Também houve o início de reestruturação das áreas de portos e aeroportos de fronteiras e as alterações na legislação sanitária.

E o que permanece como entrave?

A Anvisa tem que deixar de dedicar o maior peso da atuação ao pré-mercado, que são atividades como o registro de um produto.

Ela tem que dedicar menos energia a essa área e aumentar isso no pós-mercado, com monitoramento da qualidade. É ir na prateleira da farmácia e supermercado, pegar o produto e ver se está de acordo com as normas.

Fizemos isso com cosméticos e está sendo discutido agora com alguns medicamentos.

Mas o que garante que essa fiscalização vai acontecer? Não seria melhor manter as duas fases para manter a segurança?

Não é que a fase de pré-mercado deixe de existir.

Você começa a compartilhar responsabilidades com o setor regulado, que conhece as normas para colocar o produto no mercado.

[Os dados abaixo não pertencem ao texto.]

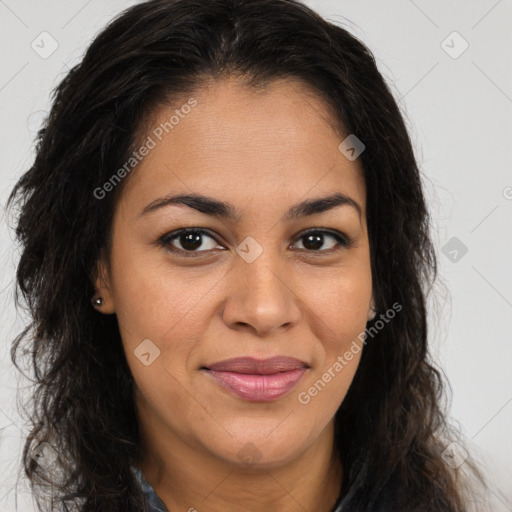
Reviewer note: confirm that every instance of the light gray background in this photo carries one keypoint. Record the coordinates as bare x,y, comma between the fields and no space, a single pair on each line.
459,115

Deixamos que entrem com o produto no mercado e fazemos a fiscalização depois. Se identificar irregularidade, há penalidades.

A Anvisa lidou com temas polêmicos, como o canabidiol. Isso deve crescer daqui para frente?

Isso ela sempre vai ter que lidar. Vale para o canabidiol, tabaco, inibidores de apetite. As decisões que são tomadas são baseadas em ciência e em aspectos técnicos. Quanto mais a Anvisa investir nessa base, mais vai se fortalecer.

Várias dessas decisões têm sido questionadas na Justiça. Isso não prejudica a agência?

Encaro com naturalidade. Faz parte do processo democrático e do amadurecimento da sociedade. Não acho que isso enfraquece a agência, acho que fortalece o país.